56 Hari Sebelumnya 💦

715 114 283
                                    

Perjalanan pada pagi hari itu terasa sangat sepi. Tidak ada satu kata pun yang diucapkan olehnya. Begitupula denganku. Ketika tubuhnya yang ringan itu mulai beranjak—meninggalkan motorku tanpa penumpang—kakinya yang jenjang mulai melangkah dengan alunan yang tergesa. Ia membuatku kembali berteman dengan tanya. Membuatku harus mengejarnya, lagi dan lagi. Derap sepatu kita menjadi satu-satunya yang terdengar. Menjelajahi koridor demi koridor. Sebelum akhirnya, perempuan itu berhenti. Kemudian membalikkan badannya ....

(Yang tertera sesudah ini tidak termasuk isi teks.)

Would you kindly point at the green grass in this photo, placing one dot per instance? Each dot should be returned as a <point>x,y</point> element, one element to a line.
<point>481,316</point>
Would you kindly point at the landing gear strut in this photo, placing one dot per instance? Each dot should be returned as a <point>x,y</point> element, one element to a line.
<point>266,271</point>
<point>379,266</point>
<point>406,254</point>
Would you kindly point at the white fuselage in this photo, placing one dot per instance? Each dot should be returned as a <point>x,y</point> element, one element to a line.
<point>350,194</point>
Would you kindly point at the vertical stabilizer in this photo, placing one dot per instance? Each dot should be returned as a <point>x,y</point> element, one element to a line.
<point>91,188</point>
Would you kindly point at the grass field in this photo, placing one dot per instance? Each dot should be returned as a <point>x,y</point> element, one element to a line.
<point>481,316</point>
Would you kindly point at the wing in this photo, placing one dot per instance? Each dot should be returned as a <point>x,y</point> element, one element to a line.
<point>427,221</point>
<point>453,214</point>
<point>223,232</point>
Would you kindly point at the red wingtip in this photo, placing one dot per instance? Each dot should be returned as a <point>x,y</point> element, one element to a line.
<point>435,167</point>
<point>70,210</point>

"Nanti nonton, ya?" Adalah kalimat pertama yang ia ucapkan.

Dinar memang tidak semestinya berjalan sampai ke koridor depan kelasku. Sebab, kelasnya yang terletak di lantai dua, membuat kita biasa berpisah di bawah tanggadi dekat ruang piket. Namun, pagi itu kondisinya agak berbeda. Dinar tidak menuju ke kelasnya, melainkan ke ruangan paling ujung dari koridor depan kelasku; ruang seni. Iya, sebentar lagi perempuan itu akan menikmati penampilan pertamanya bersama TaTra. Membuatnya harus segera merias diri.

"Nanti nonton juga, ya?" ucapku, menanggapinya dengan senyum.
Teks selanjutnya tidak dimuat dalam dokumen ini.